# Linear Congruence

• September 27th 2007, 04:03 PM
clockingly
Linear Congruence
The following was confusing me, so any help/explanations would be greatly appreciated!

Find all incongruent solutions to the following linear congruence:

21x ≡ 14 (mod 91)
• September 29th 2007, 04:12 PM
ThePerfectHacker
Quote:

Originally Posted by clockingly
The following was confusing me, so any help/explanations would be greatly appreciated!

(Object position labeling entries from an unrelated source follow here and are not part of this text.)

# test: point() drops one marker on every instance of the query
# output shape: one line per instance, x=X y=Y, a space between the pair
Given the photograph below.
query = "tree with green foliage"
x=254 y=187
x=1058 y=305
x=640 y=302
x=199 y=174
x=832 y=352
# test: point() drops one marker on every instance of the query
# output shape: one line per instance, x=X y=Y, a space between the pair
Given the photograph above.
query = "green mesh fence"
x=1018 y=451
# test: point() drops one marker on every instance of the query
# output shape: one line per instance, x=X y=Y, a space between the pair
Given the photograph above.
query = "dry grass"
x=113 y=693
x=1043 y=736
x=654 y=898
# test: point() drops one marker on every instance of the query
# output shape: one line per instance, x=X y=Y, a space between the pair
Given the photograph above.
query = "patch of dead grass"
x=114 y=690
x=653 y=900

Find all incongruent solutions to the following linear congruence:

21x ≡ 14 (mod 91)

$\gcd(21,91)=7$ and $7|14$ so there shall be $7$ solutions in each congruence class. By inspection we see that $x\equiv 5$ is one equivalence class which solves this. By theorem it means $5 + \frac{91}{7}t$ for $t=0,1,...,6$ shall all be solutions.
• September 30th 2007, 07:07 AM
topsquark
Quote:

Originally Posted by ThePerfectHacker
$\gcd(21,91)=7$ and $7|14$ so there shall be $7$ solutions in each congruence class. By inspection we see that $x\equiv 5$ is one equivalence class which solves this. By theorem it means $5 + \frac{91}{7}t$ for $t=0,1,...,6$ shall all be solutions.

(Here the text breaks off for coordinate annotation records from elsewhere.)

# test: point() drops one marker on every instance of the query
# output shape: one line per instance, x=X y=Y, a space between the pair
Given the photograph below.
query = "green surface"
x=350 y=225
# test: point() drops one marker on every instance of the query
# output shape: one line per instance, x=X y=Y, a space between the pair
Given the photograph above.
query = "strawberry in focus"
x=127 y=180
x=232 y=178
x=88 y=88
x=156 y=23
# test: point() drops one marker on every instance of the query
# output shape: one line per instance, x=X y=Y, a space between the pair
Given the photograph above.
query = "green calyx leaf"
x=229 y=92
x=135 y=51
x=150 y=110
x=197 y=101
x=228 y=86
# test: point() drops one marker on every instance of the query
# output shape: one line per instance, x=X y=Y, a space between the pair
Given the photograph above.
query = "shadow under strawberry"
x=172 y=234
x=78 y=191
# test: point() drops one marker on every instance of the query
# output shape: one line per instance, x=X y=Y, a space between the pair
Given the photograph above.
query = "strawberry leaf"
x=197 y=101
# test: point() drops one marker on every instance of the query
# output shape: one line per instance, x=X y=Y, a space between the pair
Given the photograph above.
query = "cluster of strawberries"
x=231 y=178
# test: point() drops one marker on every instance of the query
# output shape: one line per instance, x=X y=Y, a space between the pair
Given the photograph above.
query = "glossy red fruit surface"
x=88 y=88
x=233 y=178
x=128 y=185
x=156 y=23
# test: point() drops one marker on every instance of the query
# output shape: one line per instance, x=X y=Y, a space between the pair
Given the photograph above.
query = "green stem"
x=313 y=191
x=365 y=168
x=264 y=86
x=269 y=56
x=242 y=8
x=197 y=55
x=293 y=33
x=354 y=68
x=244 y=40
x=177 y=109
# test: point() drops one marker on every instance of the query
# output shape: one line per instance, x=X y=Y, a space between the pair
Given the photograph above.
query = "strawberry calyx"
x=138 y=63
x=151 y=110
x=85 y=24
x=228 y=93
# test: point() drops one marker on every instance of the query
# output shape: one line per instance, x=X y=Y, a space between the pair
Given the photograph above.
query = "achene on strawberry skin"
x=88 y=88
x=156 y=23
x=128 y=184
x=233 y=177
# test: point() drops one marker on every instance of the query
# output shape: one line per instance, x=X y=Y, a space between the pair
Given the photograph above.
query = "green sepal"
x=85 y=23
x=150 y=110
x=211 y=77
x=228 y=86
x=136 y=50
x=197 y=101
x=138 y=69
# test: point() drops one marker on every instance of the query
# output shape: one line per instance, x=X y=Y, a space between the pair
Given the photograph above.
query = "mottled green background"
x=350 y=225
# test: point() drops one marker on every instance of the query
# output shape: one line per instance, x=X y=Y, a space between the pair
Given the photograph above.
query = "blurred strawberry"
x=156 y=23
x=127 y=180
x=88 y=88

By "incongruent" solutions the question is asking for all distinct residue classes that solve the equation?

-Dan
• September 30th 2007, 08:05 AM
ThePerfectHacker
Quote:

Originally Posted by topsquark
By "incongruent" solutions the question is asking for all distinct residue classes that solve the equation?

-Dan

Yes.

For example $x\equiv 2 (\bmod 4)$ the solutions $x=2,6$ are really the same ("congruent") solutions because they are contained in the same equivalence class (equivalence class mod $4$*)

*)The congruence classes are $\{...,-4,0,4,...\} , \{...,-3,1,5,...\}, \{...,-2,2,6,...\}, \{...,-1,3,7,...\}$. So $x=2,6$ are in the same equivalence class.
• June 3rd 2008, 10:04 AM
duggaboy
hmm
so if showing the incongruences would it be x=-12=14 (mod13)??